If you’re interested in a more substantive take on why Mark Bowden’s F-22 advertorial in The Atlantic was silly, please read Robert Farley.
For a really serious look at the overall defense budget, procurement priorities, and national strategy please check out this report that Lawrence J. Korb, Peter Juul, Laura Conley, Major Myles B. Caggins III, and Sean Duggan did for CAP. To just quote their brief capsule item on the F-22, however:
The F-22 is a superb fighter aircraft, but it is unsuited for the irregular challenges of the near future. Ending F-22 production after 183 planes will still leave the Air Force with a strong silver-bullet force to meet any conventional contingency. Continuing F-22 production 20 aircraft a year for the next four years would cost $12 billion; that sum would be better spent on other priorities.
It’s important to have a realistic idea about how the defense budget relates to overall national strategy. At the end of the day, spending tens of billions of dollars on advanced fighter aircraft is not the best way to avoid a military confrontation with China.

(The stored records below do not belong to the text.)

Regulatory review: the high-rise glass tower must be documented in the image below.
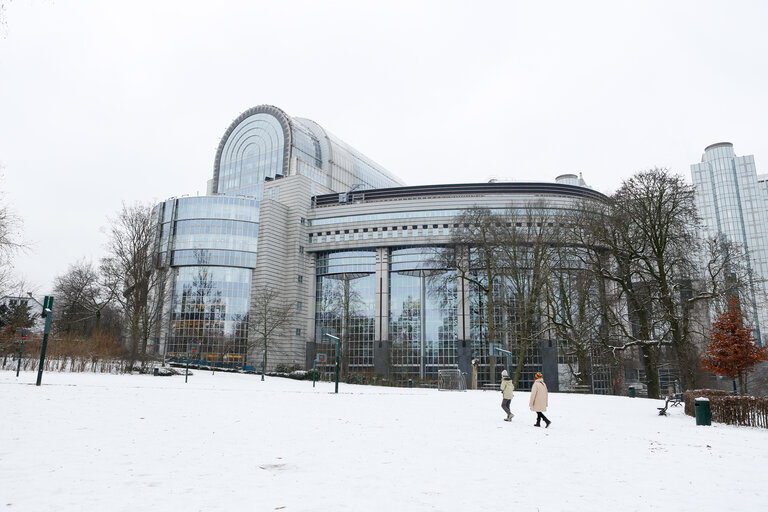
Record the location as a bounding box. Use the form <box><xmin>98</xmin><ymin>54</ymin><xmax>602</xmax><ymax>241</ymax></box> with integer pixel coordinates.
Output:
<box><xmin>691</xmin><ymin>142</ymin><xmax>768</xmax><ymax>339</ymax></box>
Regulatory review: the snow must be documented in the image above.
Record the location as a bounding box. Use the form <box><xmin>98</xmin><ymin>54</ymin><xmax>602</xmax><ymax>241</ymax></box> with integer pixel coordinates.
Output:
<box><xmin>0</xmin><ymin>371</ymin><xmax>768</xmax><ymax>512</ymax></box>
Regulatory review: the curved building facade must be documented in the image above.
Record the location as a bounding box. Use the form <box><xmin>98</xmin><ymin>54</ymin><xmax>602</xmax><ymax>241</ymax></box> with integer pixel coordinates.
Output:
<box><xmin>306</xmin><ymin>181</ymin><xmax>611</xmax><ymax>391</ymax></box>
<box><xmin>157</xmin><ymin>106</ymin><xmax>605</xmax><ymax>388</ymax></box>
<box><xmin>155</xmin><ymin>105</ymin><xmax>402</xmax><ymax>366</ymax></box>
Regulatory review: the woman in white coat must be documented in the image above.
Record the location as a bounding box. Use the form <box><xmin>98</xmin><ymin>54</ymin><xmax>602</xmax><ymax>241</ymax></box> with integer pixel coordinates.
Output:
<box><xmin>499</xmin><ymin>370</ymin><xmax>515</xmax><ymax>421</ymax></box>
<box><xmin>528</xmin><ymin>372</ymin><xmax>552</xmax><ymax>428</ymax></box>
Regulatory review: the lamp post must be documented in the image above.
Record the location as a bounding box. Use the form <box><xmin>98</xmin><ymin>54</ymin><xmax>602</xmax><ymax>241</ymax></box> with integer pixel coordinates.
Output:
<box><xmin>36</xmin><ymin>295</ymin><xmax>53</xmax><ymax>386</ymax></box>
<box><xmin>16</xmin><ymin>329</ymin><xmax>27</xmax><ymax>377</ymax></box>
<box><xmin>323</xmin><ymin>334</ymin><xmax>341</xmax><ymax>393</ymax></box>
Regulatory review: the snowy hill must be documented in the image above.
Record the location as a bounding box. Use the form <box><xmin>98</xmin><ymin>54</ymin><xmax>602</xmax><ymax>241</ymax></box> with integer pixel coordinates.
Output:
<box><xmin>0</xmin><ymin>371</ymin><xmax>768</xmax><ymax>512</ymax></box>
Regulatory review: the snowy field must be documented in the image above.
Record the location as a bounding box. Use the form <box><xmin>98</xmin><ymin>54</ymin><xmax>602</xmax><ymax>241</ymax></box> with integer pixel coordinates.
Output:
<box><xmin>0</xmin><ymin>371</ymin><xmax>768</xmax><ymax>512</ymax></box>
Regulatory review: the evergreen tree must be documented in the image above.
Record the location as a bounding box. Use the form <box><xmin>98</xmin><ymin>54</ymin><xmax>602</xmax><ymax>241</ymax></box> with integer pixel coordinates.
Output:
<box><xmin>701</xmin><ymin>298</ymin><xmax>768</xmax><ymax>394</ymax></box>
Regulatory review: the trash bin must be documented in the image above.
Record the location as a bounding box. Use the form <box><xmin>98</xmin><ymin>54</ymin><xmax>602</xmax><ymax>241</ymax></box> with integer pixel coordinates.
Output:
<box><xmin>693</xmin><ymin>398</ymin><xmax>712</xmax><ymax>425</ymax></box>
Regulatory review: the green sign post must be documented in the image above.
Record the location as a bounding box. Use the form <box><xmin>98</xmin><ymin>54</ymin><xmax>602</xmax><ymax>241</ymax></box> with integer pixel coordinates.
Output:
<box><xmin>37</xmin><ymin>295</ymin><xmax>53</xmax><ymax>386</ymax></box>
<box><xmin>16</xmin><ymin>329</ymin><xmax>27</xmax><ymax>377</ymax></box>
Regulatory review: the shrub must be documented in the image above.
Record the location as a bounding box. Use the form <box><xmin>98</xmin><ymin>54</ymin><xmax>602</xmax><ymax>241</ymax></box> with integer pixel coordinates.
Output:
<box><xmin>684</xmin><ymin>389</ymin><xmax>768</xmax><ymax>428</ymax></box>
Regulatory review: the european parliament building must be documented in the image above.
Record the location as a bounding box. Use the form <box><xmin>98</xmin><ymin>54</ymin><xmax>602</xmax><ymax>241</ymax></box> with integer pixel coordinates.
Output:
<box><xmin>691</xmin><ymin>142</ymin><xmax>768</xmax><ymax>344</ymax></box>
<box><xmin>155</xmin><ymin>105</ymin><xmax>609</xmax><ymax>389</ymax></box>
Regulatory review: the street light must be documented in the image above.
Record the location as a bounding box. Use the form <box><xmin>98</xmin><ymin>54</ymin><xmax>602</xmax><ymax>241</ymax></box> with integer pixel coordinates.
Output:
<box><xmin>323</xmin><ymin>334</ymin><xmax>341</xmax><ymax>393</ymax></box>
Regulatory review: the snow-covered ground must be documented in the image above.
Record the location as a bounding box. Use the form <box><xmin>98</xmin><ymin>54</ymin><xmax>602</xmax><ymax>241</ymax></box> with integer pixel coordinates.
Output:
<box><xmin>0</xmin><ymin>371</ymin><xmax>768</xmax><ymax>512</ymax></box>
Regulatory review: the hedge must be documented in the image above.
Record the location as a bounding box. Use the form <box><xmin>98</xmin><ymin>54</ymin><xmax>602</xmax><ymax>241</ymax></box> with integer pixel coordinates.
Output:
<box><xmin>683</xmin><ymin>389</ymin><xmax>768</xmax><ymax>428</ymax></box>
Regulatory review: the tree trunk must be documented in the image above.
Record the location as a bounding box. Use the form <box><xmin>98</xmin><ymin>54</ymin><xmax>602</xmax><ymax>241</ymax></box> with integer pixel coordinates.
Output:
<box><xmin>640</xmin><ymin>345</ymin><xmax>660</xmax><ymax>398</ymax></box>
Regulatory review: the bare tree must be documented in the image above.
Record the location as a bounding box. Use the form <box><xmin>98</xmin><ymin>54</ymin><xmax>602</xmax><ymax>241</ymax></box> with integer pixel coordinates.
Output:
<box><xmin>101</xmin><ymin>203</ymin><xmax>165</xmax><ymax>371</ymax></box>
<box><xmin>0</xmin><ymin>168</ymin><xmax>24</xmax><ymax>293</ymax></box>
<box><xmin>248</xmin><ymin>286</ymin><xmax>296</xmax><ymax>380</ymax></box>
<box><xmin>546</xmin><ymin>244</ymin><xmax>603</xmax><ymax>389</ymax></box>
<box><xmin>572</xmin><ymin>169</ymin><xmax>744</xmax><ymax>398</ymax></box>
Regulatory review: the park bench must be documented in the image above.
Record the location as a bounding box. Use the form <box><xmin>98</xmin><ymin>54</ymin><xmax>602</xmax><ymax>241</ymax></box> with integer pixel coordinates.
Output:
<box><xmin>657</xmin><ymin>393</ymin><xmax>683</xmax><ymax>416</ymax></box>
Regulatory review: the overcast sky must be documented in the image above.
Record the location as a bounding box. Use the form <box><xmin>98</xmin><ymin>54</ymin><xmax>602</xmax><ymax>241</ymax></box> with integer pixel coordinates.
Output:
<box><xmin>0</xmin><ymin>0</ymin><xmax>768</xmax><ymax>294</ymax></box>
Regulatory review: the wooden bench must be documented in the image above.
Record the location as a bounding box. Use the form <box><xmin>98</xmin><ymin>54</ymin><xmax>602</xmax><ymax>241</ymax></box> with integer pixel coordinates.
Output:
<box><xmin>657</xmin><ymin>393</ymin><xmax>683</xmax><ymax>416</ymax></box>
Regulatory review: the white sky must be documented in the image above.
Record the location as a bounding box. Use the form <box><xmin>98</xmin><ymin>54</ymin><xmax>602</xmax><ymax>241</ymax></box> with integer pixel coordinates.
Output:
<box><xmin>0</xmin><ymin>0</ymin><xmax>768</xmax><ymax>294</ymax></box>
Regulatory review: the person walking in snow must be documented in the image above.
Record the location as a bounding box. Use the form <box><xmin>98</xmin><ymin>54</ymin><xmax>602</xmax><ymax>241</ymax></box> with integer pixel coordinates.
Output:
<box><xmin>500</xmin><ymin>370</ymin><xmax>515</xmax><ymax>421</ymax></box>
<box><xmin>528</xmin><ymin>372</ymin><xmax>552</xmax><ymax>428</ymax></box>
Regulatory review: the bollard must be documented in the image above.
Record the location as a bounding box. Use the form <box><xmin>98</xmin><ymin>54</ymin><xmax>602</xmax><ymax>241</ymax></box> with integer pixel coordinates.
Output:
<box><xmin>693</xmin><ymin>397</ymin><xmax>712</xmax><ymax>425</ymax></box>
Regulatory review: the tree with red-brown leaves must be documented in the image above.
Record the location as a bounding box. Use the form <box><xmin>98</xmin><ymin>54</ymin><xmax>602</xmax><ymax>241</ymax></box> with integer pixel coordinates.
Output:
<box><xmin>701</xmin><ymin>298</ymin><xmax>768</xmax><ymax>394</ymax></box>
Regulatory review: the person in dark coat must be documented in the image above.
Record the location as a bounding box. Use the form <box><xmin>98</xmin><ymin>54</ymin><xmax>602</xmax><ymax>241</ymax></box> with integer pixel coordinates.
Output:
<box><xmin>499</xmin><ymin>370</ymin><xmax>515</xmax><ymax>421</ymax></box>
<box><xmin>528</xmin><ymin>372</ymin><xmax>552</xmax><ymax>428</ymax></box>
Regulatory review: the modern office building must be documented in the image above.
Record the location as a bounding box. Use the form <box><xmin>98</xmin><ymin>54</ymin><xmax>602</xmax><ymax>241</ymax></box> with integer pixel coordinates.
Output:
<box><xmin>156</xmin><ymin>106</ymin><xmax>609</xmax><ymax>389</ymax></box>
<box><xmin>691</xmin><ymin>142</ymin><xmax>768</xmax><ymax>340</ymax></box>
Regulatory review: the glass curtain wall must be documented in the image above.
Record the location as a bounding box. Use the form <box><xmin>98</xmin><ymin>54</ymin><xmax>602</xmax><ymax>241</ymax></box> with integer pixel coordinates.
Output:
<box><xmin>315</xmin><ymin>250</ymin><xmax>376</xmax><ymax>375</ymax></box>
<box><xmin>167</xmin><ymin>266</ymin><xmax>251</xmax><ymax>367</ymax></box>
<box><xmin>469</xmin><ymin>271</ymin><xmax>543</xmax><ymax>389</ymax></box>
<box><xmin>389</xmin><ymin>247</ymin><xmax>458</xmax><ymax>380</ymax></box>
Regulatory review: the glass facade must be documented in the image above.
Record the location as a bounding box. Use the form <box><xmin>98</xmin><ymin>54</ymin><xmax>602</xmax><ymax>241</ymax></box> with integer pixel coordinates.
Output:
<box><xmin>691</xmin><ymin>142</ymin><xmax>768</xmax><ymax>344</ymax></box>
<box><xmin>315</xmin><ymin>250</ymin><xmax>376</xmax><ymax>373</ymax></box>
<box><xmin>217</xmin><ymin>113</ymin><xmax>285</xmax><ymax>197</ymax></box>
<box><xmin>155</xmin><ymin>196</ymin><xmax>259</xmax><ymax>367</ymax></box>
<box><xmin>166</xmin><ymin>266</ymin><xmax>251</xmax><ymax>367</ymax></box>
<box><xmin>389</xmin><ymin>247</ymin><xmax>458</xmax><ymax>381</ymax></box>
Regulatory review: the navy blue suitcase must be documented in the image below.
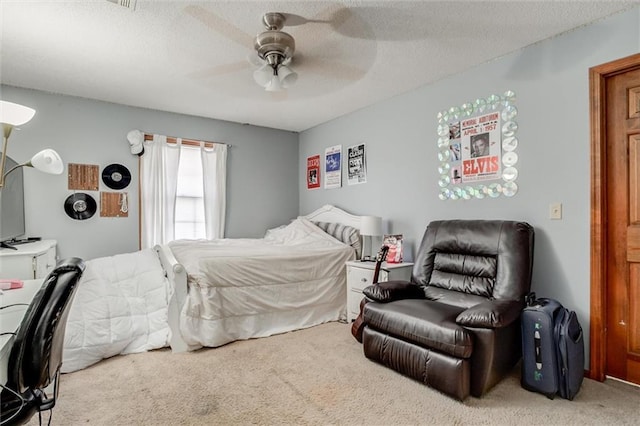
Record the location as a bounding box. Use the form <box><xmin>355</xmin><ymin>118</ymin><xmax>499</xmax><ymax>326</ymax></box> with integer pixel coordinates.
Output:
<box><xmin>521</xmin><ymin>293</ymin><xmax>584</xmax><ymax>400</ymax></box>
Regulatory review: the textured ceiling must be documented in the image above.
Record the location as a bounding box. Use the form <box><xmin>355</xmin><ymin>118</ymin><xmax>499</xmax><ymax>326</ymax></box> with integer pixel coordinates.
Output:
<box><xmin>0</xmin><ymin>0</ymin><xmax>640</xmax><ymax>131</ymax></box>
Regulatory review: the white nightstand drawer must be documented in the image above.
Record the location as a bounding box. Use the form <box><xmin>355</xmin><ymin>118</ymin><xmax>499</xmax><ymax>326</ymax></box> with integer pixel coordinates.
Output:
<box><xmin>347</xmin><ymin>261</ymin><xmax>413</xmax><ymax>322</ymax></box>
<box><xmin>347</xmin><ymin>268</ymin><xmax>388</xmax><ymax>293</ymax></box>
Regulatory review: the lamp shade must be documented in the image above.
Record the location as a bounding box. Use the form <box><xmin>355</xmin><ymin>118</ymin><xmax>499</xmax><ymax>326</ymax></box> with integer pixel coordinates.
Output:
<box><xmin>360</xmin><ymin>216</ymin><xmax>382</xmax><ymax>235</ymax></box>
<box><xmin>0</xmin><ymin>101</ymin><xmax>36</xmax><ymax>126</ymax></box>
<box><xmin>26</xmin><ymin>148</ymin><xmax>64</xmax><ymax>175</ymax></box>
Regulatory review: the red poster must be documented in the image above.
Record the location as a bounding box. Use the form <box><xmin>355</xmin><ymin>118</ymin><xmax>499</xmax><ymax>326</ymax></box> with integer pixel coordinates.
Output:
<box><xmin>307</xmin><ymin>154</ymin><xmax>320</xmax><ymax>189</ymax></box>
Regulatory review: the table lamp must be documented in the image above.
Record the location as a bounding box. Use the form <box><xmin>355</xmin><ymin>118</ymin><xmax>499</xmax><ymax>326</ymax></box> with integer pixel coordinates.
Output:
<box><xmin>360</xmin><ymin>216</ymin><xmax>382</xmax><ymax>261</ymax></box>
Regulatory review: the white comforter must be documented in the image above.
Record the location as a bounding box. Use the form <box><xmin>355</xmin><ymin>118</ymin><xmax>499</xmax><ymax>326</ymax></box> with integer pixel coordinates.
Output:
<box><xmin>61</xmin><ymin>249</ymin><xmax>172</xmax><ymax>373</ymax></box>
<box><xmin>169</xmin><ymin>217</ymin><xmax>355</xmax><ymax>347</ymax></box>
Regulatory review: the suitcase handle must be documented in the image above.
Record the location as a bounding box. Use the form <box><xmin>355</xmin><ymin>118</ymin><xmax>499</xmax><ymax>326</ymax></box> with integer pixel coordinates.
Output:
<box><xmin>524</xmin><ymin>291</ymin><xmax>536</xmax><ymax>306</ymax></box>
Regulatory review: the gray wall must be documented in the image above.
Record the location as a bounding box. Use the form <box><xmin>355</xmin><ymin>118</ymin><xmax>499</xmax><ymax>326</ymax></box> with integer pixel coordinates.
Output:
<box><xmin>1</xmin><ymin>86</ymin><xmax>298</xmax><ymax>259</ymax></box>
<box><xmin>298</xmin><ymin>7</ymin><xmax>640</xmax><ymax>366</ymax></box>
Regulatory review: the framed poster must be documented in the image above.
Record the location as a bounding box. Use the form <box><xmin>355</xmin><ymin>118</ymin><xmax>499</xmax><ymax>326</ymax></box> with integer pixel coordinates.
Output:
<box><xmin>324</xmin><ymin>145</ymin><xmax>342</xmax><ymax>189</ymax></box>
<box><xmin>437</xmin><ymin>90</ymin><xmax>518</xmax><ymax>200</ymax></box>
<box><xmin>347</xmin><ymin>143</ymin><xmax>367</xmax><ymax>185</ymax></box>
<box><xmin>307</xmin><ymin>154</ymin><xmax>320</xmax><ymax>189</ymax></box>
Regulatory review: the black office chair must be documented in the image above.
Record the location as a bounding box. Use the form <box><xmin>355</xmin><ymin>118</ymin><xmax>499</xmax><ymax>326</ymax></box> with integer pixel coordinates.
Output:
<box><xmin>0</xmin><ymin>257</ymin><xmax>85</xmax><ymax>426</ymax></box>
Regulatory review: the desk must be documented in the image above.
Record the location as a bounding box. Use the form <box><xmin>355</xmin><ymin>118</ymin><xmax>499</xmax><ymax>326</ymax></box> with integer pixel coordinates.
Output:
<box><xmin>0</xmin><ymin>279</ymin><xmax>42</xmax><ymax>384</ymax></box>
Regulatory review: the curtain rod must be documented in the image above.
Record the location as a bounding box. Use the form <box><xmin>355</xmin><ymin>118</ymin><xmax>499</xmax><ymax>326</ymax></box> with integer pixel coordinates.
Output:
<box><xmin>144</xmin><ymin>133</ymin><xmax>233</xmax><ymax>148</ymax></box>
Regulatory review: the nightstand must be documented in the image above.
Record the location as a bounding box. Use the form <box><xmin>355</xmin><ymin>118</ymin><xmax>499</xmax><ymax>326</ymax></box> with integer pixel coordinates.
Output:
<box><xmin>347</xmin><ymin>261</ymin><xmax>413</xmax><ymax>323</ymax></box>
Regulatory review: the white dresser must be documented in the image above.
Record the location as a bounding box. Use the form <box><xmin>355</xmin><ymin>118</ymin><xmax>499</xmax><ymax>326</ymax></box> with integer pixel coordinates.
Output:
<box><xmin>0</xmin><ymin>240</ymin><xmax>57</xmax><ymax>280</ymax></box>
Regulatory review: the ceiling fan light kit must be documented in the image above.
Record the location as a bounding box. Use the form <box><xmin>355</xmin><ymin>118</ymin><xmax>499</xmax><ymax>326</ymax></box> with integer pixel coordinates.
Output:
<box><xmin>253</xmin><ymin>12</ymin><xmax>298</xmax><ymax>92</ymax></box>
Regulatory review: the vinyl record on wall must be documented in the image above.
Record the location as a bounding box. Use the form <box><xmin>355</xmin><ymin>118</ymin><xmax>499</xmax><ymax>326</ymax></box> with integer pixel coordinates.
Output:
<box><xmin>102</xmin><ymin>164</ymin><xmax>131</xmax><ymax>189</ymax></box>
<box><xmin>64</xmin><ymin>192</ymin><xmax>98</xmax><ymax>220</ymax></box>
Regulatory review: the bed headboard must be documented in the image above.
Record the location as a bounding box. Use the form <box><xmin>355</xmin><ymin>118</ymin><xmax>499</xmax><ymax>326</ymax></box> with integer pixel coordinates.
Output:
<box><xmin>305</xmin><ymin>204</ymin><xmax>360</xmax><ymax>229</ymax></box>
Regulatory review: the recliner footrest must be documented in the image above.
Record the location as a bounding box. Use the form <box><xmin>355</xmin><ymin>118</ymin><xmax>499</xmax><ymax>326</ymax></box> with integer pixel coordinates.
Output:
<box><xmin>362</xmin><ymin>327</ymin><xmax>470</xmax><ymax>401</ymax></box>
<box><xmin>364</xmin><ymin>299</ymin><xmax>473</xmax><ymax>358</ymax></box>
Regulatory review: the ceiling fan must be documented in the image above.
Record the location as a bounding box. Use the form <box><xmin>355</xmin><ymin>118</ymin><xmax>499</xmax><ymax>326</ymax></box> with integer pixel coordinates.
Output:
<box><xmin>183</xmin><ymin>4</ymin><xmax>375</xmax><ymax>96</ymax></box>
<box><xmin>253</xmin><ymin>12</ymin><xmax>298</xmax><ymax>92</ymax></box>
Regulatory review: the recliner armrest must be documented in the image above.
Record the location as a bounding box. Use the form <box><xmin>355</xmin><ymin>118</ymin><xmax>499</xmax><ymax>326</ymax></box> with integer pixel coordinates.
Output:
<box><xmin>456</xmin><ymin>299</ymin><xmax>523</xmax><ymax>328</ymax></box>
<box><xmin>362</xmin><ymin>281</ymin><xmax>424</xmax><ymax>303</ymax></box>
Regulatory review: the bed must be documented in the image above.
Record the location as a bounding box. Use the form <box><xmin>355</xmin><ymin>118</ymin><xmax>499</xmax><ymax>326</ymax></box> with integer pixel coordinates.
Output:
<box><xmin>62</xmin><ymin>205</ymin><xmax>362</xmax><ymax>373</ymax></box>
<box><xmin>155</xmin><ymin>205</ymin><xmax>361</xmax><ymax>352</ymax></box>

Indeed, in some ways doing so actually makes a military confrontation with China more likely. Either way, our relationship with other major powers is primarily a political problem, not a technical-military one and the scenario of an armed standoff should be avoidable through political means. By contrast, all indications are that any reasonable modification of U.S. foreign policy would still leave us wanting to use and credibly threaten to use air-to-ground attack capabilities.
The whole F-22 situation, one should note, relates to the broader institutional pathologies of the Air Force. Fighter pilots and former fighter pilots have a tight grip on the Air Force’s top ranks and institutional self-conception. But barring a bad deterioration in the geopolitical situation, the practical future of the Air Force will increasingly be the use of UAVs for surveillance and tactical strikes.